Para-hyperKähler geometry of the deformation space of maximal globally hyperbolic anti-de Sitter three-manifolds
Filippo Mazzoli, Andrea Seppi, Andrea Tamburelli
TL;DR
This work constructs and analyzes a para-hyperKähler structure on the deformation space $\mathcal{MGH}(\Sigma)$ of maximal globally hyperbolic AdS 3-manifolds. It shows the structure consists of a neutral metric $\mathbf{g}$ together with a complex structure $\mathbf{I}$ and two para-complex structures $\mathbf{J},\mathbf{K}$ satisfying para-quaternionic relations, with the symplectic forms $\omega_I,\omega_J,\omega_K$ encoding AdS-geometric data. The authors connect these structures to three different parameterizations of the MGHC space—Mess's left-right hyperbolic data, Krasnov–Schlenker's cotangent bundle picture, and $PSL(2,\mathbb{B})$-character varieties—via explicit maps and a genus-1 toy model that guides the higher-genus analysis. A key technical achievement is the introduction of an invariant distribution $V_{(J,\sigma)}$ on an infinite-dimensional model, enabling a rigorous reduction to the MGHC deformation space and establishing integrability and nondegeneracy of the para-hyperKähler data. The results elucidate the interplay between Teichmüller theory, Goldman's symplectic form in the para-complex setting, and circle actions, offering a coherent geometric framework for MGHC AdS manifolds and their moduli.
Abstract
In this paper we study the para-hyperKähler geometry of the deformation space of MGHC anti-de Sitter structures on $Σ\times\mathbb R$, for $Σ$ a closed oriented surface.

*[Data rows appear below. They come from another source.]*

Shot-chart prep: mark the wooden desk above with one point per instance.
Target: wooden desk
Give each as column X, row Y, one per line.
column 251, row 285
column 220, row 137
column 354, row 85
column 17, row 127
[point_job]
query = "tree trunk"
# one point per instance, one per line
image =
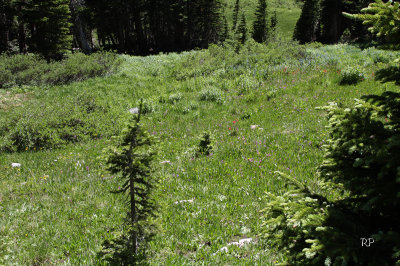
(79, 29)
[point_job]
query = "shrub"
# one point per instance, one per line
(6, 77)
(32, 70)
(350, 76)
(357, 195)
(211, 94)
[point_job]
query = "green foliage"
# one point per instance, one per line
(32, 70)
(212, 95)
(51, 125)
(351, 75)
(131, 157)
(273, 23)
(305, 30)
(235, 15)
(383, 19)
(51, 36)
(260, 27)
(241, 31)
(356, 198)
(174, 98)
(205, 145)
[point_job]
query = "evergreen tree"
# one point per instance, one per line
(260, 27)
(307, 25)
(383, 19)
(132, 159)
(225, 29)
(49, 27)
(274, 22)
(235, 14)
(241, 31)
(6, 22)
(82, 33)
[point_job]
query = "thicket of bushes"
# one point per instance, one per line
(48, 124)
(33, 70)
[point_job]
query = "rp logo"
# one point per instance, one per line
(366, 242)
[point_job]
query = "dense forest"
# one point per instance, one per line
(141, 27)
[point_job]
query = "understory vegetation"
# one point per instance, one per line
(32, 69)
(258, 107)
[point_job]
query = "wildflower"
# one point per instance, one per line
(134, 110)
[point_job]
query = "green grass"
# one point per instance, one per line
(57, 207)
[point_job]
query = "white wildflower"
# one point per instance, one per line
(134, 110)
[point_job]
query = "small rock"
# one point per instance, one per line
(240, 244)
(134, 110)
(183, 201)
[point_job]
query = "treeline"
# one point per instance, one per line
(52, 27)
(322, 20)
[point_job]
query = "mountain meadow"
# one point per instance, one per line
(239, 143)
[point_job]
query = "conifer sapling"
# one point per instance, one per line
(131, 158)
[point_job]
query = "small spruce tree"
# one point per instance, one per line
(307, 25)
(132, 158)
(260, 27)
(235, 14)
(274, 22)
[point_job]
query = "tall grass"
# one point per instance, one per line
(56, 207)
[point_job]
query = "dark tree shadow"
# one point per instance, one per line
(391, 73)
(120, 252)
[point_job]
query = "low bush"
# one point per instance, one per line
(50, 125)
(351, 75)
(32, 70)
(357, 196)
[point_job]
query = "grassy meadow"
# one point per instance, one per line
(259, 106)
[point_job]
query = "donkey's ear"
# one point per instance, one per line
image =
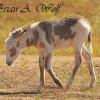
(13, 28)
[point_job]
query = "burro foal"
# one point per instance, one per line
(47, 36)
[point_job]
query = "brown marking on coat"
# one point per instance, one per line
(18, 44)
(12, 51)
(41, 45)
(62, 28)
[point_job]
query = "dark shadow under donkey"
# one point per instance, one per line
(47, 36)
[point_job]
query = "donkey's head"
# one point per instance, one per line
(14, 43)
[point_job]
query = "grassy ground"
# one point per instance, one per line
(20, 81)
(87, 8)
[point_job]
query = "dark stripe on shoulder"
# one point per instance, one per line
(46, 26)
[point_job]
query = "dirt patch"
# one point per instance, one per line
(20, 81)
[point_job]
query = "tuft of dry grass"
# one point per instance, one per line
(20, 81)
(87, 8)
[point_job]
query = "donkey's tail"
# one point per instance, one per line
(90, 42)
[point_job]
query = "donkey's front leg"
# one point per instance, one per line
(42, 73)
(50, 71)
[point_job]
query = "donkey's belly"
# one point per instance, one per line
(61, 43)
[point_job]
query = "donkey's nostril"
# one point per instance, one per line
(9, 63)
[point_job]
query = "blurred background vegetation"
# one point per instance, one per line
(87, 8)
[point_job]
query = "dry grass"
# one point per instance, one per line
(20, 81)
(87, 8)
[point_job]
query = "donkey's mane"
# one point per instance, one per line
(19, 31)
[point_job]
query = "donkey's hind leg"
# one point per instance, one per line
(89, 62)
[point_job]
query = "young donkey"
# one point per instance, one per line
(49, 35)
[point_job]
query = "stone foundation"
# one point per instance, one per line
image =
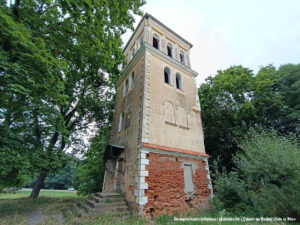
(166, 193)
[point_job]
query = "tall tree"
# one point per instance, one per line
(226, 111)
(237, 99)
(61, 93)
(289, 84)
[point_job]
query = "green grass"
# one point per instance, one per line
(15, 208)
(45, 193)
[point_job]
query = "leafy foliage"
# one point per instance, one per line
(62, 180)
(267, 179)
(237, 99)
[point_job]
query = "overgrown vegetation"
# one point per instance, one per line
(266, 181)
(236, 99)
(90, 174)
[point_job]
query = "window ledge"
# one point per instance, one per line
(170, 123)
(170, 85)
(180, 91)
(183, 127)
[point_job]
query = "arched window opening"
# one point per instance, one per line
(141, 41)
(179, 82)
(132, 53)
(170, 50)
(156, 41)
(167, 75)
(169, 112)
(131, 83)
(121, 121)
(125, 88)
(182, 58)
(182, 117)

We show that a neutral pseudo-Riemannian metric and three symplectic structures coexist with an integrable complex structure and two para-complex structures, satisfying the relations of para-quaternionic numbers. We show that these structures are directly related to the geometry of MGHC manifolds, via the Mess homeomorphism, the parameterization of Krasnov-Schlenker by the induced metric on $K$-surfaces, the identification with the cotangent bundle $T^*\mathcal{T}(Σ)$, and the circle action that arises from this identification. Finally, we study the relation to the natural para-complex geometry that the space inherits from being a component of the $\mathrm{PSL}(2,\mathbb{B})$-character variety, where $\mathbb{B}$ is the algebra of para-complex numbers, and the symplectic geometry deriving from Goldman symplectic form.